Phil Buchanan, president of the Center for Effective Philanthropy, posted an interesting blog — part of a series focused on the real/perceived blurring of boundaries between nonprofit and for-profit enterprises. One of his more recent posts discusses the current conversations of utilizing ‘business thinking’ as a path to nonprofit effectiveness. For those who read in the space, there’s been lots of broadcasting and one of Buchanan’s objectives is to seek clarity on the term ‘business thinking’.
Buchanan (@pbuchanan_CEP) seems to draw parallels between ‘business thinking’ as a direct pipeline to the financial meltdown. I’m guessing that the vast majority of Americans learned more than they ever wanted to know when the tide went out and the financial sector’s shortcomings were glaringly exposed. But, hey, many of us 99%er’s were flying high, too, using our home equity like it was an ATM. Oops!

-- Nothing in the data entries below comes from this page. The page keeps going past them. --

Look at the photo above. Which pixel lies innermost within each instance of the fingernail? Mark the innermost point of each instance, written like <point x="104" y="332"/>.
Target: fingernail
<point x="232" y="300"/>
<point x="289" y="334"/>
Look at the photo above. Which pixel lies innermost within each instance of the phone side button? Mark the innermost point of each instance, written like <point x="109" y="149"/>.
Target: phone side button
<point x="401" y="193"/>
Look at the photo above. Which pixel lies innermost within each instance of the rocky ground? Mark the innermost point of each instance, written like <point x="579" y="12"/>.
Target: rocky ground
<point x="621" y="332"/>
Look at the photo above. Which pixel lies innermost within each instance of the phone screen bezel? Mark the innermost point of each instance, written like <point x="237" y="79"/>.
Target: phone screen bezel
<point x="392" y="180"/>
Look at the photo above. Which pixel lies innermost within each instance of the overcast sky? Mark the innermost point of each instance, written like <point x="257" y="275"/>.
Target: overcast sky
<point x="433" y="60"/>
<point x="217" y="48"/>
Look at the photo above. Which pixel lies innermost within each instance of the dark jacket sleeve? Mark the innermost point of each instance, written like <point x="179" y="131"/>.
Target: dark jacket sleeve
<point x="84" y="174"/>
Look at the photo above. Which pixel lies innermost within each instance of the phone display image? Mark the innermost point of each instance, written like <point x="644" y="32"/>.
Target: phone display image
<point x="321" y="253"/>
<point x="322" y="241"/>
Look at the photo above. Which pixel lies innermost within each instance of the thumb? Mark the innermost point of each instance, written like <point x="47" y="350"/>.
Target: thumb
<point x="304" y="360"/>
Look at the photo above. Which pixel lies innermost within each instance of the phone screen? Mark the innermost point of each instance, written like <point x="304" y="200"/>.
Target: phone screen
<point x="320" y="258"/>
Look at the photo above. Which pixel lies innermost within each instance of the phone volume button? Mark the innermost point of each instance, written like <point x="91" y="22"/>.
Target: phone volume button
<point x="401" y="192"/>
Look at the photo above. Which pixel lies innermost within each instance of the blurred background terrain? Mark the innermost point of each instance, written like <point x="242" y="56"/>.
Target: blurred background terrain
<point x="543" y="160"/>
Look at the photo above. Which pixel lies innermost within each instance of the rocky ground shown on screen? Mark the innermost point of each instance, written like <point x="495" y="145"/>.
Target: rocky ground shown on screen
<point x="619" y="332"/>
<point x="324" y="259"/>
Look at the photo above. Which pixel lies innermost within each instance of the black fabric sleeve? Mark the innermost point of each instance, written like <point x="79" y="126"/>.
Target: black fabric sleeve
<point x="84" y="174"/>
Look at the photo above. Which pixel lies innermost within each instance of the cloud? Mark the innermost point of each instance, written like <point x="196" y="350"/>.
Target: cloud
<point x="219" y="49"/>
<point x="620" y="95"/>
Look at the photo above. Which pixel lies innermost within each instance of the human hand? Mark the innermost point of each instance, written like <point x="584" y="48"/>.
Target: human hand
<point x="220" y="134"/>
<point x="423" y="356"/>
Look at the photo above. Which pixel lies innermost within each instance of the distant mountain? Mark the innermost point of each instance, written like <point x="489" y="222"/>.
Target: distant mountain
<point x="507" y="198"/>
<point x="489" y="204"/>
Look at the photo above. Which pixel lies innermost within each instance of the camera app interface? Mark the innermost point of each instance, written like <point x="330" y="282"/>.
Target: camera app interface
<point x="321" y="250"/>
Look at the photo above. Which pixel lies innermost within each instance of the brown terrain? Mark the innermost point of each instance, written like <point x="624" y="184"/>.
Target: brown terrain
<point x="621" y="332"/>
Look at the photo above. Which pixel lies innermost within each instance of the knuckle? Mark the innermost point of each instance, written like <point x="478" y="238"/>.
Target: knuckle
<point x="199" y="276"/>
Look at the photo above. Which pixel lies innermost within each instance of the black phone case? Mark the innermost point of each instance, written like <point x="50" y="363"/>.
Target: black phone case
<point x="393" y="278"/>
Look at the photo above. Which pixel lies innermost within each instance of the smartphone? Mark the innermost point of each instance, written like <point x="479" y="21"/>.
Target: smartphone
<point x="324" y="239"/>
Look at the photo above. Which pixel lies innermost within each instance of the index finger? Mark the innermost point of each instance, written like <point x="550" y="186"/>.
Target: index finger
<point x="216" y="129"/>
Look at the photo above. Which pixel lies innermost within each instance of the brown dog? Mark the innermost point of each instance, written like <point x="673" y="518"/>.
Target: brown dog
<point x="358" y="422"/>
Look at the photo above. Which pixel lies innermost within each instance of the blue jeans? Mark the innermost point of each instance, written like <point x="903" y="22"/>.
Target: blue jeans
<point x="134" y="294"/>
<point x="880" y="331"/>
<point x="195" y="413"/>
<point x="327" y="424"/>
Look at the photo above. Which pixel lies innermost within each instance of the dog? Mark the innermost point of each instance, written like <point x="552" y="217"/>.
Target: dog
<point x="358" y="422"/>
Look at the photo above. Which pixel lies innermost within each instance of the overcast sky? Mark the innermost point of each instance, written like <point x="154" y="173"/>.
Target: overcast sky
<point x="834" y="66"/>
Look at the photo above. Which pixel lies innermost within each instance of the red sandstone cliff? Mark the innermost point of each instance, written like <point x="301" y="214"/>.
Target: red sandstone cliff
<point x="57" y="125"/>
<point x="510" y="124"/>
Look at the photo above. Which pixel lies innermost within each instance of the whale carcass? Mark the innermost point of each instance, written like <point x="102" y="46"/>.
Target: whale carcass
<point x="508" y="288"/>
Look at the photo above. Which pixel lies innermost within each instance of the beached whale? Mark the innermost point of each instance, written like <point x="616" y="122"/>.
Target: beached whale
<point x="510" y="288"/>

Buchanan makes very good points that effectiveness is tied to strategy — no argument here. He also acknowledges that not all nonprofits function at peak performance — no matter what ‘business thinking’ they employ.
I, of course, posted a comment on his blog:
Very interesting perspective. If nonprofits adopted pure ‘business thinking’, the first thing they would do is shed all of their unprofitable lines and replace them with those that reward shareholders. As you know, nonprofits are in it for the mission–not the money.
Many nonprofits share with us that they cannot afford the talent in the business arena, which results in a drag on their ability to produce vital community programs. The Patterson Foundation focuses (through independent facilitators) conversations between nonprofits around ‘business practices’ that will drive their missions.
The Patterson Foundation’s space is to provide facilitators for one or more nonprofits (located in our four-county region) that are interested in exploring business practices — through collaboration models — as a path for effectiveness and growth. As we say at TPF…..we’re in the ‘what could be’ business!
What do you think about the role of business in the nonprofit world?